The case for reference models

From filmstandards.org

From the TC 372 Workshop Compendium

Do we talk about the same thing?

Naming a data element may appear sufficient in order to give it a meaning. While this may be true for personal databases, it clearly isn't as soon as people from different backgrounds want to share the information.


Country-vs-country.png

Both statements on the left appear to be correct when viewed independently from each other.

Let's assume that the first statement is from a database of documentaries for educational purposes. Most users of this database will be more interested in where the film was shot, rather than in where it was produced.

The second statement is what we would expect from a general filmographic database where films are usually associated with a production country.

Penguins-2.png

Apparently we have to consider two locations: one for shooting and one for production.

Then, "let's add another field".

In fact, having fifty or more columns (fields) in a table is not uncommon in do-it-yourself databases. Most of these columns have accumulated over time by "let's add another field"

Penguins-3.png

We now learn that the film was originally released in France as La marche de l'empereur. Apparently, March of the penguins is a distribution title.

Unfortunaltely, we soon come across another distribution title, Marsz pingwinów.

"Add another field?"

Penguins-4.png

One data element per country of distribution clearly isn't workable.

After all: what does "Polish distribution title" refer to? The French original version, or a version adapted to the Polish market?

As long as we are cataloguing single copies in an archive, this question may be irrelevant. Once we start exchanging catalogue records with others, it can become an issue that needs to be resolved.

What-could-this-be.png

Asking what something is can easily lead us back to Adam and Eve (or to the beginning of the universe).

And, indeed, modern information science does relate things back to universal categories.

• • •

Clarifying the things to talk about

Metadata consists of statements about something.
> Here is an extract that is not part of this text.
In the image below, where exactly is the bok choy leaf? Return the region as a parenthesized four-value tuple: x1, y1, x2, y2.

In this way, it is no different from ordinary discourse. Fruitful discourse requires a clear understanding of at least some basic concepts behind our words.

Porphyry.jpg

Defining classes of things by looking at how to distinguish them (finding the "differentiae") is an intellectual exercise since ancient times.
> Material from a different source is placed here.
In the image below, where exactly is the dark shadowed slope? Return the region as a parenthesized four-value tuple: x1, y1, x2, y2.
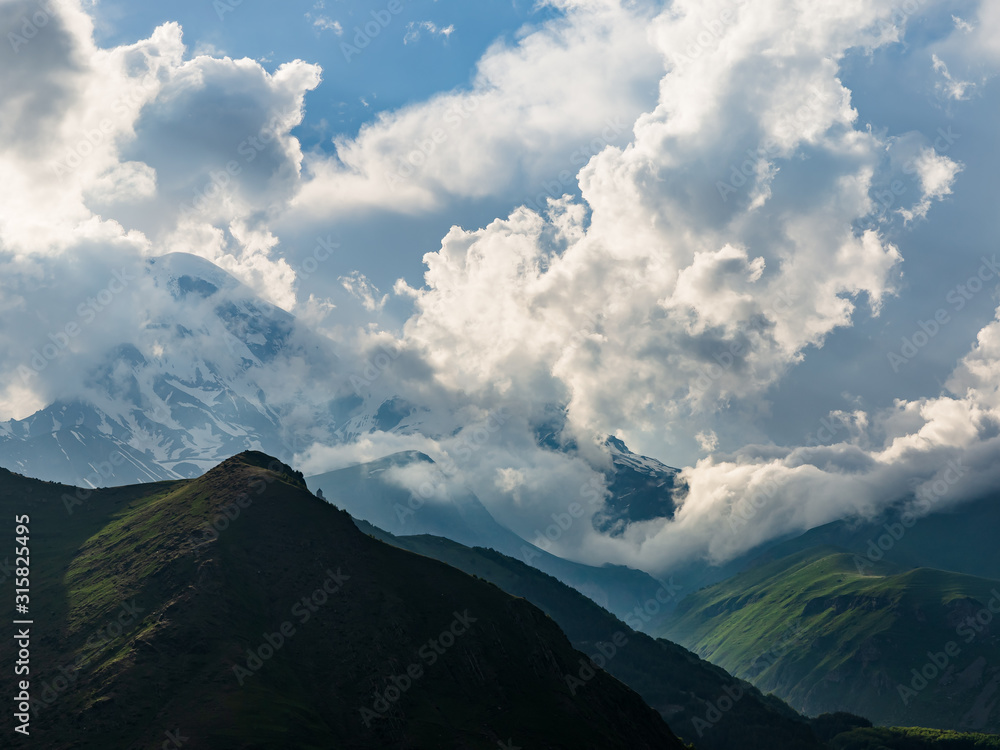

The diagram on the left shows a part of the Tree of Porphyry, derived from an introduction to Aristotelian logic written by Porphyry of Tyre in the 3rd century. This particular rendering was transcribed from a drawing attributed to Peter of Spain (1329).

Oct-toplevel.png

From: Aldo Gangemi: Project Proposal for a Fishery Ontology Service. Gainesville FL, 2002.
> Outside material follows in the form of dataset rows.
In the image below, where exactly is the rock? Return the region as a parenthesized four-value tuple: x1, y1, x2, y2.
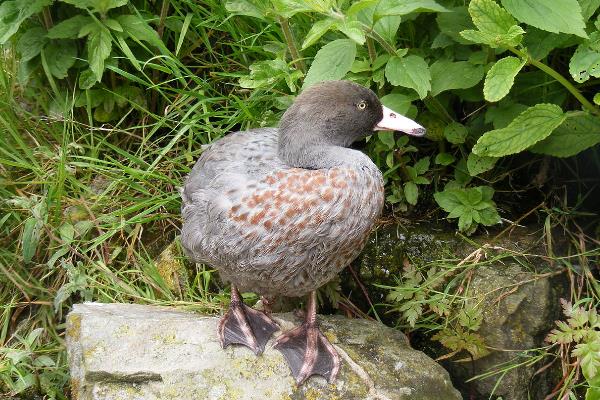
(347, 223, 565, 400)
(66, 303, 462, 400)
(445, 263, 565, 399)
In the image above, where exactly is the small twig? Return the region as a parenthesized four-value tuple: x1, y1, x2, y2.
(347, 264, 380, 321)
Here, we have a more recent example of defining top-level distinctions, including some relationships in addition to the class hierarchy.

Clarifying the philosophical perspective can be highly useful when defining models for representing domain knowledge. In this particular example, the purpose was to enuncuate some basic assumptions before developing a model for information about fishing.

Since they define a basic frame of reference, these specifications are often called reference models or reference ontologies.


Indecs-model-1.png

From: The <indecs> metadata framework, WP1a-006-2.0. Indecs Framework Ltd., 2000

This reference model brings us a little closer to our universe of discourse.

While still containing very abstract notions such as concept and percept, this model also defines more specialised entities such as manifestation. It attempts to identify the circumstances under which intellectual and artistic creations can become subject to transactions among people.

Frbr-model-1.png

From: Functional Requirements for Bibliographic Records. IFLA UBCIM Publications – New Series Vol 19. München: K.G. Saur, 1998

Even closer to our task of defining metadata concepts for audiovisual media is this reference model from the library community.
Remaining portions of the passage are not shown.